I have an ElasticSearch instance with Kibana, holding a lot of user-level app data that I've accumulated over a few years. One of the fields is the Java version the user is running.

I'd like to graph Java versions over time, so I can have an idea whether it's reasonable to transition to a newer version. Unfortunately I can't find a way to aggregate 1.6.0_31, 1.6.0_32, 1.6.0_37, 1.6.0_51 as a single 1.6 entry, so the graph is nearly unreadable right now.

Is there a way in Kibana to aggregate the data, like a 'scripted field' that I could write a regex for? E.g. simplified_java: osjv % '\d\.\d' which would defined simplified_java as the part of the osjv field that matches a digit followed by a dot followed by a digit.

Currently it looks like Kibana only supports numeric scripted fields, which makes this hard. I'm not using LogStash, as I'm not really using 'logs', but rather a custom event reporting framework in my desktop application that (opt-in) reports usage statistics, so unfortunately I can't use any of its features.

I can manually do it, but I've already imported 2G of event data, and I'd hate to have to do it again, adding a new field just for what should be computable... :(

Is there a way to create a field based on a substring or regex in Kibana, or (failing that) a way to tell ElasticSearch to transparently do the same thing?

Solution

You can definitely do scripted fields in Kibana against string data in Elasticsearch, provided it is mapped as a keyword type. See the scripted field documentation for a tiny bit of info, and the scripted field blog post for better examples.

In short, you could do what you're looking for by building a scripted field that returns a substring:

def version = doc['osjv'].value; return (version != null) ? v.substring(0, v.lastIndexOf(".")-1) : version;

Keep in mind that there are performance implications with scripted fields since they run each time you view them.

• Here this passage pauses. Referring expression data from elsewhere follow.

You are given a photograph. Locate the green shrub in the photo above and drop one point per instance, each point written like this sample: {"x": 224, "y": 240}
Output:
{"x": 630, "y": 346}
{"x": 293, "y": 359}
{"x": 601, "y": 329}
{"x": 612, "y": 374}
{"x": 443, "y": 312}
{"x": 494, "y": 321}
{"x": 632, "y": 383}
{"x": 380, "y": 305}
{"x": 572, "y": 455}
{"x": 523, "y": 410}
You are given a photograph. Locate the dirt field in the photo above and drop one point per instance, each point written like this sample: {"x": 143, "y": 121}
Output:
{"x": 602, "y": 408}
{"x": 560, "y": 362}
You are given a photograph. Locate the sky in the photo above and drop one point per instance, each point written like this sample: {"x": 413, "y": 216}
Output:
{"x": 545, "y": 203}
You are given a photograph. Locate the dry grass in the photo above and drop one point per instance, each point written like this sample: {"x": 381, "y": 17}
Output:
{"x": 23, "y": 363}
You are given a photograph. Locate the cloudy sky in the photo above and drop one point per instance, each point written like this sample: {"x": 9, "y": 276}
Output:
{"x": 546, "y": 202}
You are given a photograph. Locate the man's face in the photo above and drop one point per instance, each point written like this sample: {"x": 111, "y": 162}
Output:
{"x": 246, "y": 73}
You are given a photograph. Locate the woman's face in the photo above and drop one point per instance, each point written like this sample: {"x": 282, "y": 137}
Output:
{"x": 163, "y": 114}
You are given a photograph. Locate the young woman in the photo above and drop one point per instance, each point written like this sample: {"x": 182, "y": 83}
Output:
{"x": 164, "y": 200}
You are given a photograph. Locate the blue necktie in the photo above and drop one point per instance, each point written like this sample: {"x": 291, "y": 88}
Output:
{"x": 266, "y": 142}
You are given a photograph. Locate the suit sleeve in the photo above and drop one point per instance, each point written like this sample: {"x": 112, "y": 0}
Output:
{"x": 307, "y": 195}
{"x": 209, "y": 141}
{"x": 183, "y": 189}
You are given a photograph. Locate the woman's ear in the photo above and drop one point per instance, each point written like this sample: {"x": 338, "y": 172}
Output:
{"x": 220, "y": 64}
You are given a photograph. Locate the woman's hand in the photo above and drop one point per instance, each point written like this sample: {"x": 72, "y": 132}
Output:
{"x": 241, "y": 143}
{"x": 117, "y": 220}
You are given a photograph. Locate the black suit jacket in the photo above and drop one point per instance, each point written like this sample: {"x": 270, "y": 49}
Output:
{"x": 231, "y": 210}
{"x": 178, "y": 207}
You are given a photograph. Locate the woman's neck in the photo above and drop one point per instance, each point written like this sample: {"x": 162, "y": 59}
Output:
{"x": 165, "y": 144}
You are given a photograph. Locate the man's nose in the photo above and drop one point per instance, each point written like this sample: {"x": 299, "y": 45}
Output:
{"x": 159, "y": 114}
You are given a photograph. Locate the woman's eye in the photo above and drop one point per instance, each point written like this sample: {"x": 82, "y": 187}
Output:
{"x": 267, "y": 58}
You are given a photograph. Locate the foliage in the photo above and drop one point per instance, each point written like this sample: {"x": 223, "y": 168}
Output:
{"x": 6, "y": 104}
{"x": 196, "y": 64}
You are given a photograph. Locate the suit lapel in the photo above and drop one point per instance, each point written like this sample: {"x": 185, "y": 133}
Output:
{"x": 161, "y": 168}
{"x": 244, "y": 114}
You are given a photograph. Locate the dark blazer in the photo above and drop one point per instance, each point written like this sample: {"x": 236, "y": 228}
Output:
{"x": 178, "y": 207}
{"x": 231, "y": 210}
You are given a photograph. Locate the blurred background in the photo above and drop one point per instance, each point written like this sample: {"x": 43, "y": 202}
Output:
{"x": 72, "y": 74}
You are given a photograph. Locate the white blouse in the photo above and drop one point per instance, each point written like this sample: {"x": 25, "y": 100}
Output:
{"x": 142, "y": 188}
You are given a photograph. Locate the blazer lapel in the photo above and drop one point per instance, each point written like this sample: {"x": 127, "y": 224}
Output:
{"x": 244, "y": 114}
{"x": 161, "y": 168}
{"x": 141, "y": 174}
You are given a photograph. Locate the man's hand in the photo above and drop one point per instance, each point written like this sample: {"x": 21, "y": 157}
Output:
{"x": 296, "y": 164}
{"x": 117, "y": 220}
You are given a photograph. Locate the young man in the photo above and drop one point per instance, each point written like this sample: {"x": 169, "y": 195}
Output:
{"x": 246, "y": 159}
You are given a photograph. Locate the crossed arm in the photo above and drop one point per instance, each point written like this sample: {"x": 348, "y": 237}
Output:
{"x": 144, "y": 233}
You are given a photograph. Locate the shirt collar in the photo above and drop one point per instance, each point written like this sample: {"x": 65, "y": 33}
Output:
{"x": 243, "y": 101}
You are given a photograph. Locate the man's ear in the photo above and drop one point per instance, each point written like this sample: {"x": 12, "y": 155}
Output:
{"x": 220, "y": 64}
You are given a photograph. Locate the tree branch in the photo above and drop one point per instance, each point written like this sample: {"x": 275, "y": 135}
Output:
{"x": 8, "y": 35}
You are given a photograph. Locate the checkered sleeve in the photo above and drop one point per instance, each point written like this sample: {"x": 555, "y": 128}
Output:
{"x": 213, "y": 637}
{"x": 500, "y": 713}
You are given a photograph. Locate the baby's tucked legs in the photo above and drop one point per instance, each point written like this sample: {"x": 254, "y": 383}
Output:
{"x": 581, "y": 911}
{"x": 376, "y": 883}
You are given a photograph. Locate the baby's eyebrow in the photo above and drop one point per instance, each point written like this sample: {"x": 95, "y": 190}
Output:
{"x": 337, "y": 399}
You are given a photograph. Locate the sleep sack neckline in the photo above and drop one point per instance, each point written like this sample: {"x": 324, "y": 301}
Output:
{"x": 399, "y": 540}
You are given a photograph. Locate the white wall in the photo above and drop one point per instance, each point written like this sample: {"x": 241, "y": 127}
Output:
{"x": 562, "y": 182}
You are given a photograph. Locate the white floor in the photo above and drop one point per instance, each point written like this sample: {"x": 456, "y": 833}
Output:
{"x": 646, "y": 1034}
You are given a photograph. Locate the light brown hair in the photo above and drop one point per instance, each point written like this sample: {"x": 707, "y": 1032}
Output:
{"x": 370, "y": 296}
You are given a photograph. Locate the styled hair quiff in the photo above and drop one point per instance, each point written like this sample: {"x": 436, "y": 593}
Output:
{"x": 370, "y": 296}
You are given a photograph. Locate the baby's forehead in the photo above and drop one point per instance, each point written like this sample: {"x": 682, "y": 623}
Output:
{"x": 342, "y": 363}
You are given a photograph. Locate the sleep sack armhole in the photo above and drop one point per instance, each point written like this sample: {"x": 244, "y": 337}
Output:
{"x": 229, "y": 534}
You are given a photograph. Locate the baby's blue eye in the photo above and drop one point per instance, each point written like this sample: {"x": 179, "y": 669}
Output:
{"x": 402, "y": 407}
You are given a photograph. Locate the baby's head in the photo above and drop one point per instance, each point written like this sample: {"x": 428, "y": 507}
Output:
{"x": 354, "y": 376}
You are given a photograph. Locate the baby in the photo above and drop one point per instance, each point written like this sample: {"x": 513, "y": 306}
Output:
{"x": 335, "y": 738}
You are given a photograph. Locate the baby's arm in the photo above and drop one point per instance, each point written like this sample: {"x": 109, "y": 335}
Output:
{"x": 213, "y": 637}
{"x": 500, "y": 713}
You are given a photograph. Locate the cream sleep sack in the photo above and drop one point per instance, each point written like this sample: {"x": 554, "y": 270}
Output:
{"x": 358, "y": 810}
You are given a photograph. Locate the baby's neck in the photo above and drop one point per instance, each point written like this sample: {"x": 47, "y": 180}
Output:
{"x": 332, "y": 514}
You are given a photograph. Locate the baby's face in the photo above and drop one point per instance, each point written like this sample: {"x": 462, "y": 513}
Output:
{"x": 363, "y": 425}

A better approach could be to create a new field in your documents with the simplified_java value. You won't need to re-ingest all your data from source, but can instead do an Update By Query. Your query is just match_all{} and then you can define a script which creates the new field. So yes, there is indexing happening, but happening "in place":

POST your-index/_update_by_query
{
  "script": {
    "source": "def version = ctx._source.osjv; ctx._source.simplified_java = (version != null) ? version.substring(0, version.lastIndexOf(".")-1) : version",
    "lang": "painless"
  },
  "query": {
    "match_all": {}
  }
}

...haven't tested either of those scripts, but would look something like them!